Emma studied Betsy as if waiting for further enlightenment, but Betsy merely winked and nodded. Emma looked around the room again and saw the brightly colored needlepoint pillow on the upholstered chair. With a glad cry, she ran to it and pulled the pillow away. But no ball was behind it.
She looked accusingly at Betsy, her lower lip threatening to do its trick again—then saw how Betsy was moving her head against the big pillow on the couch. Emma laughed and ran to thrust a chubby hand behind the pillow, and pulled out the ball with a loud shriek of delight. She spent the next several minutes clumsily throwing and kicking the ball around the room while Jill and Betsy talked.
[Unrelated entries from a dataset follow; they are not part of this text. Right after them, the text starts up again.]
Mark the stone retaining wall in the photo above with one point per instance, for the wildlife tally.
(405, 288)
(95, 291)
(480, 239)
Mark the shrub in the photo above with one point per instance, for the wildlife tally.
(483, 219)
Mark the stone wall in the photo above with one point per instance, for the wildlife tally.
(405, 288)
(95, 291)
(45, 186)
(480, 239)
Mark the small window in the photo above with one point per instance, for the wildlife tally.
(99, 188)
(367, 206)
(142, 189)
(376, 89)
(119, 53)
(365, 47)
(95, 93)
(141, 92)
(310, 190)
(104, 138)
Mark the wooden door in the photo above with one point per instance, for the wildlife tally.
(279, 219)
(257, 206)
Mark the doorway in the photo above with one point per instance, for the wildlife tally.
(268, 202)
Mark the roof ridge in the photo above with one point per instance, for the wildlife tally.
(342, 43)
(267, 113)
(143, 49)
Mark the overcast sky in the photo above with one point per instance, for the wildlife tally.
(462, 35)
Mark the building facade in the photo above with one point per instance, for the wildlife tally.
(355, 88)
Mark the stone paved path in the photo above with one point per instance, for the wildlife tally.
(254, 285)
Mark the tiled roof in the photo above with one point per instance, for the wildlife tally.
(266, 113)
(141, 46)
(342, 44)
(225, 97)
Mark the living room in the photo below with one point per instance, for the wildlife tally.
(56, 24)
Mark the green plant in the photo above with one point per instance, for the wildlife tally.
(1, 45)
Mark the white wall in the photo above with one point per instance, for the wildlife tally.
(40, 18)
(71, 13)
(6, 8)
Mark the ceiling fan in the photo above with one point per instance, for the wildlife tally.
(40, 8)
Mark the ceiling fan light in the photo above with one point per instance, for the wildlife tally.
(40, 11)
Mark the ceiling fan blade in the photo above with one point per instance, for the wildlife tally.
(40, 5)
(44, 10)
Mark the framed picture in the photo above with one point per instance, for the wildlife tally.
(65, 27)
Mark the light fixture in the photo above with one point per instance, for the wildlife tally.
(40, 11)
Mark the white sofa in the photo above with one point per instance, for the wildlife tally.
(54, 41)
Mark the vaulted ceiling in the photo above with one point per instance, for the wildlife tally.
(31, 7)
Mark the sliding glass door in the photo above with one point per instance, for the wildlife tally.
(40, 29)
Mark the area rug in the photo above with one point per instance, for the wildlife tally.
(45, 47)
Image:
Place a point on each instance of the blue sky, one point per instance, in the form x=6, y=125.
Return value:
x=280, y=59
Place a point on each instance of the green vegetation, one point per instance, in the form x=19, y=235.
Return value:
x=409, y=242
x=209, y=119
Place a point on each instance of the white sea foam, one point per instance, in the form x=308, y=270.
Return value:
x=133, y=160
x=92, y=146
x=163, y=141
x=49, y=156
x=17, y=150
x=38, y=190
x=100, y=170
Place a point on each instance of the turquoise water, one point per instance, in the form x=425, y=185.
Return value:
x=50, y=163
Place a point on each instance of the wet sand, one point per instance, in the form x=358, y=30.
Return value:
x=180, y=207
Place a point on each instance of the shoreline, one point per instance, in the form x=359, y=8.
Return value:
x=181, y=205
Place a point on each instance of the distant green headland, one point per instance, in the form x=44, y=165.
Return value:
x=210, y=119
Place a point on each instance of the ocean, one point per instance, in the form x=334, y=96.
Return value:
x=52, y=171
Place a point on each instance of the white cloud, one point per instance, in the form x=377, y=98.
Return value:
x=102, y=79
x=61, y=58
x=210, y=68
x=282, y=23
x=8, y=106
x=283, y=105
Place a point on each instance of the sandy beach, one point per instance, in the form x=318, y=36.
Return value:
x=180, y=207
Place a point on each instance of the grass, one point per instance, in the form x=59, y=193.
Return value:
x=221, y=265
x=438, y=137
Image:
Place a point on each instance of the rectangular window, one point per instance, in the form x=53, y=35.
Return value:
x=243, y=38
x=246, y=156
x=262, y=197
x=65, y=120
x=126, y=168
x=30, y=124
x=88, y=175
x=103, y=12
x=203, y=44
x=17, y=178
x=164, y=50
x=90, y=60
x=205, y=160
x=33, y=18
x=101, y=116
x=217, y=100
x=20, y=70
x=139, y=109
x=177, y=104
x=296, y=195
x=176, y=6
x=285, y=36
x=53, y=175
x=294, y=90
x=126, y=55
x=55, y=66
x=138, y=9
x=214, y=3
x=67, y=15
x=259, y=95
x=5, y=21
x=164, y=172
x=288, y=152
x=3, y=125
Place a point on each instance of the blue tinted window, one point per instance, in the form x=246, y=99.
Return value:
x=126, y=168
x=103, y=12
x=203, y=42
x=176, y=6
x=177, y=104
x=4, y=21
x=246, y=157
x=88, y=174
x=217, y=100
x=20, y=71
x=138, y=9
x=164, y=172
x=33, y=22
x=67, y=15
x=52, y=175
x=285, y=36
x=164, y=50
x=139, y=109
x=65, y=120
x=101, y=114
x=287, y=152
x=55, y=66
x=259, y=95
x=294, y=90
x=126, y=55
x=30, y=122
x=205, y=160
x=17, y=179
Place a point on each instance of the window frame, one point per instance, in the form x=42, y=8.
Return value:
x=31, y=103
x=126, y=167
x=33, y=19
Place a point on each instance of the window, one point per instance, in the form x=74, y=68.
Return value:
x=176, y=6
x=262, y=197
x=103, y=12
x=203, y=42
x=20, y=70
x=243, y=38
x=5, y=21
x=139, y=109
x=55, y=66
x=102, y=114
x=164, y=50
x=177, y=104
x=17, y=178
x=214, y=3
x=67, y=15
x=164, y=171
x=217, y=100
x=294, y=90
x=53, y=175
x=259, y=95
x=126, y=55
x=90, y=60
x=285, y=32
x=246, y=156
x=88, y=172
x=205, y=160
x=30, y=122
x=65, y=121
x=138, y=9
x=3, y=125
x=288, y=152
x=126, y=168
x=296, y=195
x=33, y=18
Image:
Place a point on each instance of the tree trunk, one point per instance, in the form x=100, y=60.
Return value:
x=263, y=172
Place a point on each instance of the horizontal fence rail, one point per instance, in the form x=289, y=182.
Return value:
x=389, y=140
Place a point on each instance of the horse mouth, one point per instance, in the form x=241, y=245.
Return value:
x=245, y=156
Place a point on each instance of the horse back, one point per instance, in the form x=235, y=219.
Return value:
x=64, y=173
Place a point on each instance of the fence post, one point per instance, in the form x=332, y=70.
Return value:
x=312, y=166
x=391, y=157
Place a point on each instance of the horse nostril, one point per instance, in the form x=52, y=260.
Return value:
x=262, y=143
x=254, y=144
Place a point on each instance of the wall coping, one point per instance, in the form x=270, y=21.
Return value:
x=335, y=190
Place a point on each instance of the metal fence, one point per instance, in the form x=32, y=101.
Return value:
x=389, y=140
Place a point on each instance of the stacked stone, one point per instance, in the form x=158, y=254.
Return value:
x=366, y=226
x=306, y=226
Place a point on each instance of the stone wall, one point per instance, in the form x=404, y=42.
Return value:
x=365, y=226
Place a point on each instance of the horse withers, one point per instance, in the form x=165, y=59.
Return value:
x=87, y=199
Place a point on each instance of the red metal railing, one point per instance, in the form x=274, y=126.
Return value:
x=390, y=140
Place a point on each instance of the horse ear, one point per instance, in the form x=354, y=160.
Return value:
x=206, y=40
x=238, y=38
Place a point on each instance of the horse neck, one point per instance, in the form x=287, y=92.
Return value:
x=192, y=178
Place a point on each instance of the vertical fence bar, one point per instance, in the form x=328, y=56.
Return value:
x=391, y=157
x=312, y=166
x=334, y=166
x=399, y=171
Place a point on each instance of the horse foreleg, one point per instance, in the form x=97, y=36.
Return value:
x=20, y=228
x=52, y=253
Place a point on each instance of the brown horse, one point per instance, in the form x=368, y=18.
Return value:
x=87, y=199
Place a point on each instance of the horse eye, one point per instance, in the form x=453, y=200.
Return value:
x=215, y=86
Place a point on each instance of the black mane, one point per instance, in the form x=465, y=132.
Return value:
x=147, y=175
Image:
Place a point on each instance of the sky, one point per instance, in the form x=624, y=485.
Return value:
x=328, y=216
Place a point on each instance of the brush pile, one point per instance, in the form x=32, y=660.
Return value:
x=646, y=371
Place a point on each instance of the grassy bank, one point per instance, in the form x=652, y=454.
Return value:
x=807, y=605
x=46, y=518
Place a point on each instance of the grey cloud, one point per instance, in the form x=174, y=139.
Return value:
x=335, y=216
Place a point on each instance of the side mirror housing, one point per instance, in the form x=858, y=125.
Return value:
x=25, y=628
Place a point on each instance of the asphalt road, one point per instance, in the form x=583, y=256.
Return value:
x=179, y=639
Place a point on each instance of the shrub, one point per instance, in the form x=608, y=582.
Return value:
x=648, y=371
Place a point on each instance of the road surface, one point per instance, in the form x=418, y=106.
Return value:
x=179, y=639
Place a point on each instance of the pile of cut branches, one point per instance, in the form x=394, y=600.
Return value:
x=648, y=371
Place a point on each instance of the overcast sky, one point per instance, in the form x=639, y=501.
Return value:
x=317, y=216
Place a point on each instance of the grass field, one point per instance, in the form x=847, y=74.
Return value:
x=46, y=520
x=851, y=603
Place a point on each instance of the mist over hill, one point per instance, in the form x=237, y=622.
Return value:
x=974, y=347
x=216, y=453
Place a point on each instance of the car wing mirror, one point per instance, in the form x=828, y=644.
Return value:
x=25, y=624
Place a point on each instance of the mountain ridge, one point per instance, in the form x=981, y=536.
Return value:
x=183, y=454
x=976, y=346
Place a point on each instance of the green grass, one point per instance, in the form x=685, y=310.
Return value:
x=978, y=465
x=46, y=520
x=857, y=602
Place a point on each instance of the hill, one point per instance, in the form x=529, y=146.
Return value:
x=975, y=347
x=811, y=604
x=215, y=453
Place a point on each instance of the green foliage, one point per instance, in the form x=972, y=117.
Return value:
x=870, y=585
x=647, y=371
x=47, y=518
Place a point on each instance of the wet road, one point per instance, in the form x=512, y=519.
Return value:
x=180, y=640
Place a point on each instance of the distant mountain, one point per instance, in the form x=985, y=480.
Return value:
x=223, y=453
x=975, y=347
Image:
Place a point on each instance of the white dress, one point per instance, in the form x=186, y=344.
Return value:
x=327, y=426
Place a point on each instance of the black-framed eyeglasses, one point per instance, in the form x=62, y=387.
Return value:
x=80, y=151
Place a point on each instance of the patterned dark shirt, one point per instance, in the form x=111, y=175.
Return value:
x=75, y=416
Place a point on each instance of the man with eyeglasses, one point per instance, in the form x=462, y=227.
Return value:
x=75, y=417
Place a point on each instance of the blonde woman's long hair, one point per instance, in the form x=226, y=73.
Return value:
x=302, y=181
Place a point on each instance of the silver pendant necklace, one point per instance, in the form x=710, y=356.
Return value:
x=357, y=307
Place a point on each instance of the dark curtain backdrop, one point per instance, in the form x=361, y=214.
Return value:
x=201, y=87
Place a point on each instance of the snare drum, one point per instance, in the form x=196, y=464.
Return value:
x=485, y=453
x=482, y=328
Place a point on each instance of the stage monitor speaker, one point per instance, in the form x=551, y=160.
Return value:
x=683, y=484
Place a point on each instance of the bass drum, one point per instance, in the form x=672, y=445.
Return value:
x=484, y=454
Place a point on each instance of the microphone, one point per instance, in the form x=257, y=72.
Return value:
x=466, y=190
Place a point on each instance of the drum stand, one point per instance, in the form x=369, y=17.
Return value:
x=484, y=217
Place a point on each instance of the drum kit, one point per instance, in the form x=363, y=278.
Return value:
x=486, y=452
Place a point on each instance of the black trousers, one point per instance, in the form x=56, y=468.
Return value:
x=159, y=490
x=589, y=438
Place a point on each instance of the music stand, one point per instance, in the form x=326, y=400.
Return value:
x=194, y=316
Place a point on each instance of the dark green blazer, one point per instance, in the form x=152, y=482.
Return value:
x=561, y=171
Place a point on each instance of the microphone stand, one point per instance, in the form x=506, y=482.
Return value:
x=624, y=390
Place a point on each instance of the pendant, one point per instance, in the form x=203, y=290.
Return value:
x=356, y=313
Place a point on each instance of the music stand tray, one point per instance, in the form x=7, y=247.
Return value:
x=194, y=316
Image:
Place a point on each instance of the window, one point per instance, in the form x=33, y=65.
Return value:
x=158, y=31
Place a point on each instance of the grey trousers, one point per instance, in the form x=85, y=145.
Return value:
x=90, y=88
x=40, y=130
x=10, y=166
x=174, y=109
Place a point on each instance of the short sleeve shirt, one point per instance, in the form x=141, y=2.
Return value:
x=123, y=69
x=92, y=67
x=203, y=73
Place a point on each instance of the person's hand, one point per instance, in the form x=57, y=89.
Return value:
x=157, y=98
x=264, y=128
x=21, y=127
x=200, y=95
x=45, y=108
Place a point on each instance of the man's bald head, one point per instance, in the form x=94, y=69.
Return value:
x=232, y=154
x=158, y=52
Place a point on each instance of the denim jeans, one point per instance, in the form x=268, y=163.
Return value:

“How’s the healing coming along?” Jill asked.
“Oh, not too bad. There’s still some pain, of course. And the exercises are aggravating. I think it’s too soon to do all they’re asking me to do. Leg lifts really hurt.”
“Do you think you’re reinjuring the bones?”
“They say I’m not, that the plate they put in there will protect it against the movements I’m doing. But it
hurts!”
Betsy saw Emma look at her with alarm and closed her lips firmly over further whining. She said instead, “I just wish I didn’t feel so useless.”
Jill said, “I think you need to give yourself some time. As the healing really takes hold, you’ll find plenty to do.” She stood. “And now I think it’s time we went away and left you to it. Emma Beth, what would you like for lunch?”
“Mackincheeeeese!” crowed Emma immediately, dropping the ball and trotting to reach for her mother’s hand.
“Bless you for coming,” said Betsy. “You really gave me a good idea. I wonder what other obvious thing I’m missing?”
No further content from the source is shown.